When you arrive at the Emergency Room, just walk up to the maître ’d. If you’re having more of an old-fashioned “emergency,” he or she will whisk you away immediately. But if not, have patience. Just state one or more of the following:

  • “My head hurts.”
  • “My stomach hurts.”
  • “I’m drunk.”
  • “I want a sandwich.”
  • “I’m having chest pain, and I heard you have TVs in all the rooms now.”
  • “All my prescription pain pills were stolen.”
  • “I don’t have a primary care doctor.”
  • “I don’t have an outpatient psychiatrist.”
  • “I ran out of my medicine.”
  • “I vomited.”
  • “I’m seriously having an emergency.”

That should do the trick. If things are taking too long, yell and cry. Start disrobing and fondling the person sitting next to you in the waiting room. Walk back up to the ladies sitting at the front desk and politely tell them, “My pain’s 10 out of 10. This is an emergency!”

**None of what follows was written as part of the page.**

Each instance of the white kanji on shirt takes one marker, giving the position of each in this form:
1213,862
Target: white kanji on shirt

Or just leap to your feet and yelp, “I’ve now become homicidal and suicidal!” That’ll get them listening. (Keep in mind this may also trigger a Spartacus-style human cascade of others leaping to their feet, shouting, “No, I am suicidal.”)

Do whatever you have to do to get the attention you deserve. And this leads me to one small critique of the Emergency Room: the service. You can’t make a reservation on OpenTable, which is a bummer. Also, the servers tend to be a little harried and tense. Sometimes they don’t bring you what you order. And rather than wearing the sleek, all-black garb of an upscale wait staff, they wear ill-fitting blue or green drawstring pants. Overall, they are unattractive. They have the bloodshot eyes and gray-tinged faces of zombies.

But can you beat the Emergency Room for price and convenience? Some people are like “blah blah blah Affordable Care Act blah blah blah health care reform blah blah we need insurance for everyone blah blah blah if we had better access to preventive care and primary care providers as well as a viable outpatient mental health care system we could preempt these problems blah blah.”

But I’m like, what problems, people? Come on! There are enough graham crackers for all! For free! And on a good day, there may be Oreos too! We have the greatest red, white, and blue health care situation ever, and it’s America’s Clubhouse: the Emergency Room! Diagnosis awesome!